There have been a number of criticisms: (1) The 10% value is arbitrary and has no scientific grounds. (2) Confidence limits are multiplied, which is contrary to standard statistical usage. (3) The method does not make use of all the data. (4) The method does not make use of population genetics theory. (5) The result is usually very conservative, unnecessarily so, many believe. (6) The procedure has lent itself to creative misuse by finding numbers favorable to a particular view; for example, reference populations can be selected to have the desired frequencies. (7) The method discriminates against the most reliable data, since small databases are most likely not to differ significantly from HW ratios. For these and other reasons, our Committee stated that the interim ceiling principle is not necessary.

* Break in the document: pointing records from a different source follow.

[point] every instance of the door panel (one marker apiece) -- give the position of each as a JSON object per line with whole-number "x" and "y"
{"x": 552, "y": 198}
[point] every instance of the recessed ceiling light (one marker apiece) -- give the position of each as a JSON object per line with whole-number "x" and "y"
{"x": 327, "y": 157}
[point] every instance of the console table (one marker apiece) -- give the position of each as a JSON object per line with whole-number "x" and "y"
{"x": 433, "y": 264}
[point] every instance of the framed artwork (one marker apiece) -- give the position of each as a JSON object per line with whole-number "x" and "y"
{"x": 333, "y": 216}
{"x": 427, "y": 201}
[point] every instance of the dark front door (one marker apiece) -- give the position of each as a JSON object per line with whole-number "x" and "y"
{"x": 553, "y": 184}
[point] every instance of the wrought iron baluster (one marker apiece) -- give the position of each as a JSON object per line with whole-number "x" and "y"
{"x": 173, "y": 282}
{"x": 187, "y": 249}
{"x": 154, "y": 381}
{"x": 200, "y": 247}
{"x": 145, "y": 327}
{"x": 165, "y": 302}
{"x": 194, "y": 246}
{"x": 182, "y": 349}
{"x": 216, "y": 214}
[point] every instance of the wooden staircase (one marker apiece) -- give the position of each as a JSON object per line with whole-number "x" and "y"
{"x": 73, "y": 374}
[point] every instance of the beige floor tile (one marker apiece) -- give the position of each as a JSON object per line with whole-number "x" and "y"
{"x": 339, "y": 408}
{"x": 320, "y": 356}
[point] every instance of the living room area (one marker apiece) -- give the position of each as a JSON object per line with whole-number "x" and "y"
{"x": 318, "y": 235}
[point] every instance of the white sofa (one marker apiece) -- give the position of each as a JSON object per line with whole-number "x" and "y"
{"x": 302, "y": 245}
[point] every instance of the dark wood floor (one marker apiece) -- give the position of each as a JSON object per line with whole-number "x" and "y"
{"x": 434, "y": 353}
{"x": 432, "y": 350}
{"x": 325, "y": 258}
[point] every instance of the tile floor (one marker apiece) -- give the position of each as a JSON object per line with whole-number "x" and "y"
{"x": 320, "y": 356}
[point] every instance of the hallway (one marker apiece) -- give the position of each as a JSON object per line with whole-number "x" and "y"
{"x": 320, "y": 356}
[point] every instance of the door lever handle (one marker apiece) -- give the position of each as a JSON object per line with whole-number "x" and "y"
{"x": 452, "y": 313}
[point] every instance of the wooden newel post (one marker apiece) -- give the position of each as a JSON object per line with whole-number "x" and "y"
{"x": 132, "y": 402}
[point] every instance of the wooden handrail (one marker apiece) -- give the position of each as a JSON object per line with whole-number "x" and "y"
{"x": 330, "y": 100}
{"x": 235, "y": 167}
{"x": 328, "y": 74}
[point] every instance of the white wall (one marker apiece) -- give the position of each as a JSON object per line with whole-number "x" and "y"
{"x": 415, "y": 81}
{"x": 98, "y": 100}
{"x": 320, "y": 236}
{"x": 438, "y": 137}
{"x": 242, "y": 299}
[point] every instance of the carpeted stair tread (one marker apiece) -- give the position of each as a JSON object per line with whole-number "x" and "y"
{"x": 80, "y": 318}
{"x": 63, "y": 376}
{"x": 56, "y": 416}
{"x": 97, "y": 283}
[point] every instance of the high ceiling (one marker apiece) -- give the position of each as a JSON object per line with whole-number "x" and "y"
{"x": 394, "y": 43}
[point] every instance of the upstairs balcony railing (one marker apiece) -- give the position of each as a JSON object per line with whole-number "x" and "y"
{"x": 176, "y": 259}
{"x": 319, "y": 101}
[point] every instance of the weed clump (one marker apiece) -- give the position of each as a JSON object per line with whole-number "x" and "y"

We recognize, however, that the interim ceiling principle may continue to be used. If so, we recommend the following modifications, mostly taken from reports of TWGDAM: (1) With fixed bins, when bins are overlapped by the match window, use the frequency of the largest, not the sum. (2) Do not use American Indians or other highly subdivided groups for database frequencies. (3) Use 1.64 rather 1.96 as the 95% confidence coefficient since this is a one-tailed interval. (4) Use this only in criminal, not civil cases; in particularly the interim ceiling principle is not appropriate for parentage testing. (5) Use the method only for loci, such as VNTRs, with many alleles, such that no one is common. (6) Use all loci, not just those not departing significantly from HW ratios.

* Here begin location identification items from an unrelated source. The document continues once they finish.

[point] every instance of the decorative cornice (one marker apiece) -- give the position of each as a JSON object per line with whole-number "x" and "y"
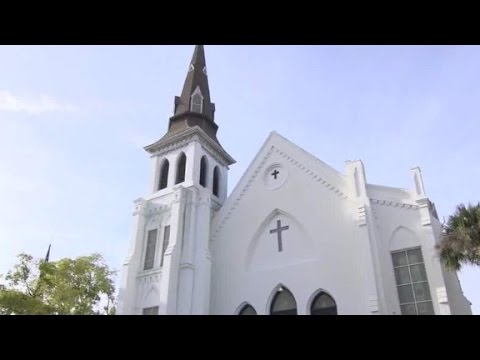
{"x": 183, "y": 138}
{"x": 154, "y": 209}
{"x": 242, "y": 193}
{"x": 312, "y": 174}
{"x": 392, "y": 203}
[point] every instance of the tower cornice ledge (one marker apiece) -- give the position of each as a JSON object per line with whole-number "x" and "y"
{"x": 165, "y": 145}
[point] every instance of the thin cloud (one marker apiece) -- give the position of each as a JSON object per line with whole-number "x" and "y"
{"x": 42, "y": 104}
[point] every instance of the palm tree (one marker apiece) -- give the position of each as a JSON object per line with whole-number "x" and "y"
{"x": 460, "y": 244}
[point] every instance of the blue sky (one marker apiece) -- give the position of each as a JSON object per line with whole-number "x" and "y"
{"x": 74, "y": 119}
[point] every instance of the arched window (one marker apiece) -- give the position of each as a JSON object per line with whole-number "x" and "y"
{"x": 164, "y": 175}
{"x": 216, "y": 181}
{"x": 203, "y": 171}
{"x": 197, "y": 102}
{"x": 181, "y": 166}
{"x": 283, "y": 303}
{"x": 323, "y": 304}
{"x": 247, "y": 310}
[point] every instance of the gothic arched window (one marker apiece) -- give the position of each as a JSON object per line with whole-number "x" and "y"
{"x": 164, "y": 175}
{"x": 181, "y": 167}
{"x": 323, "y": 304}
{"x": 247, "y": 310}
{"x": 216, "y": 181}
{"x": 283, "y": 303}
{"x": 203, "y": 171}
{"x": 197, "y": 102}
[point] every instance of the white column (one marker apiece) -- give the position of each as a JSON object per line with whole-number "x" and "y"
{"x": 201, "y": 288}
{"x": 131, "y": 266}
{"x": 358, "y": 189}
{"x": 171, "y": 262}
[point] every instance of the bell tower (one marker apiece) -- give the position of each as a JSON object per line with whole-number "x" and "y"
{"x": 167, "y": 270}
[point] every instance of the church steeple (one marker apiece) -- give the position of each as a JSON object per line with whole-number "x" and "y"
{"x": 196, "y": 82}
{"x": 194, "y": 106}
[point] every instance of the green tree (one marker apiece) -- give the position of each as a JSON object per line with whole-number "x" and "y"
{"x": 461, "y": 239}
{"x": 65, "y": 287}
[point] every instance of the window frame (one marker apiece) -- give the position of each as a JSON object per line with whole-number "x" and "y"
{"x": 411, "y": 283}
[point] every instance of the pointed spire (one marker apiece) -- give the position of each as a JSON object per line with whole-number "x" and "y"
{"x": 47, "y": 257}
{"x": 195, "y": 88}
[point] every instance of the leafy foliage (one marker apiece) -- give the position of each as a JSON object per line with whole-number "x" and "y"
{"x": 66, "y": 287}
{"x": 461, "y": 241}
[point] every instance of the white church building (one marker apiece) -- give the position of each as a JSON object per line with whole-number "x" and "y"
{"x": 295, "y": 236}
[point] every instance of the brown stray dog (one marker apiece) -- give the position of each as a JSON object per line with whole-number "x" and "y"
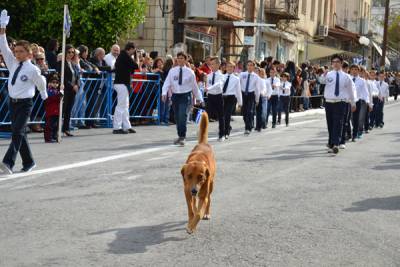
{"x": 198, "y": 178}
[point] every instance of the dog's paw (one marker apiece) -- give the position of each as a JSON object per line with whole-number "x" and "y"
{"x": 207, "y": 217}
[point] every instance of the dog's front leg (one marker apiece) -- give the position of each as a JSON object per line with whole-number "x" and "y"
{"x": 189, "y": 203}
{"x": 198, "y": 215}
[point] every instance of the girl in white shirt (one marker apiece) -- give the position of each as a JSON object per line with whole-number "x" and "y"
{"x": 285, "y": 95}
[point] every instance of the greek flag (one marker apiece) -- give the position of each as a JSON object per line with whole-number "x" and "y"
{"x": 198, "y": 116}
{"x": 67, "y": 23}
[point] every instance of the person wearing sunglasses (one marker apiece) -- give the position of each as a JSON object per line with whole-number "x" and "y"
{"x": 71, "y": 86}
{"x": 339, "y": 91}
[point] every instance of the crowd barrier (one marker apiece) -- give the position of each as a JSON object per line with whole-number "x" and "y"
{"x": 95, "y": 101}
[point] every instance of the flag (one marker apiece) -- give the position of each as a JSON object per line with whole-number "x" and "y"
{"x": 198, "y": 116}
{"x": 67, "y": 23}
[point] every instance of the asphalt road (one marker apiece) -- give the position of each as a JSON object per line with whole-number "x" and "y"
{"x": 280, "y": 200}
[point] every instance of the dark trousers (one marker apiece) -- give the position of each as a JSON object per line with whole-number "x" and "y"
{"x": 372, "y": 115}
{"x": 69, "y": 99}
{"x": 274, "y": 107}
{"x": 285, "y": 102}
{"x": 19, "y": 114}
{"x": 379, "y": 113}
{"x": 229, "y": 105}
{"x": 261, "y": 113}
{"x": 180, "y": 104}
{"x": 248, "y": 110}
{"x": 334, "y": 118}
{"x": 215, "y": 107}
{"x": 346, "y": 127}
{"x": 51, "y": 128}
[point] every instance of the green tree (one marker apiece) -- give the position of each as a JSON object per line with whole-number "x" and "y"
{"x": 393, "y": 33}
{"x": 94, "y": 22}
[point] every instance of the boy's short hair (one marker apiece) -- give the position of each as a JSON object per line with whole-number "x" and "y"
{"x": 354, "y": 66}
{"x": 25, "y": 44}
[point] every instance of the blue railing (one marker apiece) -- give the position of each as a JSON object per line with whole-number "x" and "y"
{"x": 95, "y": 100}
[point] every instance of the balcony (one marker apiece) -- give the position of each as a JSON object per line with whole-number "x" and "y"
{"x": 277, "y": 10}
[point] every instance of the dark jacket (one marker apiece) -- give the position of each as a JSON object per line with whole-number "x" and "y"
{"x": 68, "y": 76}
{"x": 124, "y": 67}
{"x": 101, "y": 65}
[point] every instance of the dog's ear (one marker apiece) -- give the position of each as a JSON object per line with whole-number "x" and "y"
{"x": 183, "y": 171}
{"x": 207, "y": 173}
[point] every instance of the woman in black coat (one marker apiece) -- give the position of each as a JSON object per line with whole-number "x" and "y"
{"x": 71, "y": 86}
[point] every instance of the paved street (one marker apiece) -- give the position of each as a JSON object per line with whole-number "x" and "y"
{"x": 280, "y": 200}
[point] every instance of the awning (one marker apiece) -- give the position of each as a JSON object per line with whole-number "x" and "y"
{"x": 315, "y": 51}
{"x": 224, "y": 23}
{"x": 379, "y": 50}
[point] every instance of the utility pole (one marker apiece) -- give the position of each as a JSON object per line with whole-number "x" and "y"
{"x": 385, "y": 29}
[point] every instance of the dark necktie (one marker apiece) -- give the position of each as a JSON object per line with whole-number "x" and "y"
{"x": 16, "y": 73}
{"x": 337, "y": 84}
{"x": 226, "y": 84}
{"x": 247, "y": 84}
{"x": 180, "y": 76}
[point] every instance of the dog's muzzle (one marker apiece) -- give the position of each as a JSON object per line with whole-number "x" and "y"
{"x": 194, "y": 192}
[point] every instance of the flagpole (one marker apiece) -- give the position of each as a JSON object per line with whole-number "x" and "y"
{"x": 62, "y": 75}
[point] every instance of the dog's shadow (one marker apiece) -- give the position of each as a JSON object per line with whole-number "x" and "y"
{"x": 138, "y": 239}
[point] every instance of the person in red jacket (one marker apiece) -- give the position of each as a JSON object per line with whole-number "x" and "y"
{"x": 52, "y": 107}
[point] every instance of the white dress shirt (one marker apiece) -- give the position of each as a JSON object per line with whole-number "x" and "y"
{"x": 219, "y": 80}
{"x": 110, "y": 60}
{"x": 277, "y": 82}
{"x": 383, "y": 88}
{"x": 268, "y": 87}
{"x": 234, "y": 87}
{"x": 346, "y": 87}
{"x": 188, "y": 82}
{"x": 254, "y": 84}
{"x": 28, "y": 77}
{"x": 362, "y": 89}
{"x": 285, "y": 88}
{"x": 374, "y": 87}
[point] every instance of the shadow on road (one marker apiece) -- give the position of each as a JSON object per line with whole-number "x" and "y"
{"x": 393, "y": 163}
{"x": 386, "y": 203}
{"x": 290, "y": 154}
{"x": 138, "y": 239}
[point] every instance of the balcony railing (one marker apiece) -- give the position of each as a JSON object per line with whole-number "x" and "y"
{"x": 282, "y": 9}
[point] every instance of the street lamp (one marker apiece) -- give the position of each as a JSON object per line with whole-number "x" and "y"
{"x": 364, "y": 41}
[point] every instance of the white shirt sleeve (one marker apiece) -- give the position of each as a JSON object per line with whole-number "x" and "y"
{"x": 8, "y": 56}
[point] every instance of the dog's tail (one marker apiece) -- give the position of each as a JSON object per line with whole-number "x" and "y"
{"x": 203, "y": 133}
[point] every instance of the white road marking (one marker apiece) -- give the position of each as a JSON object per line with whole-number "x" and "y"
{"x": 126, "y": 155}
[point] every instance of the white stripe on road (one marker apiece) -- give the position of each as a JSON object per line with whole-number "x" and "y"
{"x": 121, "y": 156}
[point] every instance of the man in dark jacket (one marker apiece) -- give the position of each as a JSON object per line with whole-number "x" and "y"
{"x": 124, "y": 67}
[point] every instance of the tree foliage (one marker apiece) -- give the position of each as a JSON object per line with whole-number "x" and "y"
{"x": 94, "y": 22}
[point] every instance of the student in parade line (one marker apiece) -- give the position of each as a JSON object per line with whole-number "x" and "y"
{"x": 275, "y": 84}
{"x": 346, "y": 129}
{"x": 285, "y": 90}
{"x": 214, "y": 90}
{"x": 25, "y": 77}
{"x": 262, "y": 108}
{"x": 232, "y": 93}
{"x": 362, "y": 102}
{"x": 249, "y": 82}
{"x": 181, "y": 80}
{"x": 338, "y": 93}
{"x": 383, "y": 88}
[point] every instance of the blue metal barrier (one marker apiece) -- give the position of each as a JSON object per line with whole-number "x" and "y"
{"x": 95, "y": 101}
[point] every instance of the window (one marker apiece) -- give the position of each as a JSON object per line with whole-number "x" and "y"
{"x": 312, "y": 15}
{"x": 304, "y": 7}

It is now clear that our report did not give sufficient attention to PCR systems, such as STRs, which are rapidly becoming the methods of choice. In addition to technical advances, recent months have seen increasing amounts of population data, showing essentially the same agreement with HW and LE that VNTR data have shown. We emphasized in the report that loci chosen for forensic work should not be disease-causing genes or be closely linked to these. We realized, of course, that as the human chromosome map becomes more dense, almost every site will be linked to some gene. In particular, several STRs are associated with functional genes. This means that they need to be tested for agreement with HW ratios, and of course not be linked to each other. These criteria are increasingly being met. (Since this is a Promega Symposium, I’ll note that the nine fluorescent STR loci described in the Technical Manual of 2/96, when combined, show close agreement with HW ratios. The average deviation in heterozygosity from the expectations is about 0.3%.)

As a rule, we have opted for the simpler procedures as long as these are good approximations. We have been conscious of the fact that our findings and recommendations are for the use of the courts, and excessive refinements would be counter-productive. We have, however, tried to be clear and understandable and to advocate procedures that are readily understood and followed. At the same time, we have tried not to distort by over-simplification.

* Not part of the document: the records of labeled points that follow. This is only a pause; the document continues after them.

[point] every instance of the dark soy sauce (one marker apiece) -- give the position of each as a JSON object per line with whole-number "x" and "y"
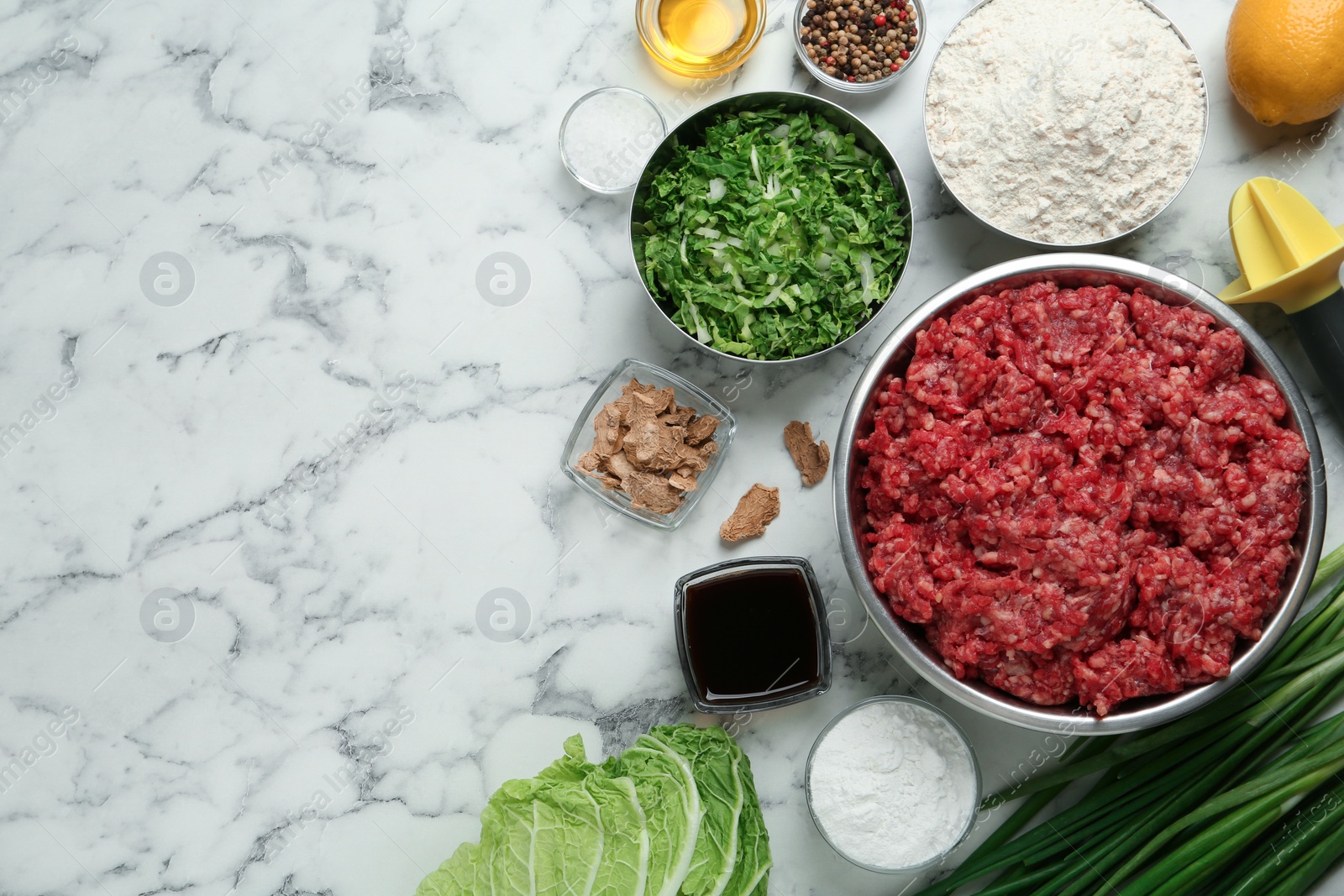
{"x": 752, "y": 636}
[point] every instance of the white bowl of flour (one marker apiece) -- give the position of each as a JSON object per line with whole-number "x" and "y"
{"x": 1066, "y": 123}
{"x": 893, "y": 785}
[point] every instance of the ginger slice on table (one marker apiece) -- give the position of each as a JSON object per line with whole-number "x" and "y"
{"x": 812, "y": 458}
{"x": 756, "y": 510}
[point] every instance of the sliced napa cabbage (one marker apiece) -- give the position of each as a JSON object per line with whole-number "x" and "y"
{"x": 671, "y": 802}
{"x": 714, "y": 763}
{"x": 676, "y": 815}
{"x": 752, "y": 871}
{"x": 624, "y": 867}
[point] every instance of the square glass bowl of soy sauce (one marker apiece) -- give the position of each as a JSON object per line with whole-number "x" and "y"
{"x": 752, "y": 634}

In general, our report has not been very prescriptive, probably less so than the 1992 report. Increasingly, I am convinced that this was a wise course, for the technology changes very rapidly as does the gathering of adequate databases for the newer systems. In such a rapidly changing field many details of our report will become obsolete. But, the general principles should stand and I count on the DNA Advisory Board and TWGDAM to update our findings and recommendations continuously as the field changes. I hope there will not be a need for another NRC Report four years hence.

As I said earlier, the 1992 report was roundly criticized and statements in the report were misinterpreted, sometimes intentionally. We hoped to write a report that would not be readily misinterpreted and would lead to greater agreement, especially for quantitative estimates. I have no illusions that our report will eliminate the controversy; the adversary system guarantees its continuance. Yet, I hope and believe that we have established a solid basis for acceptable procedures that can be modified as new techniques and data require. I anticipate a time in the not-distant future when DNA analysis will be as acceptable as dermal fingerprints now are.

NRC 1996. The Evaluation of Forensic DNA Evidence. Committee on DNA Forensic Science: An Update. National Academy Press, Washington, DC.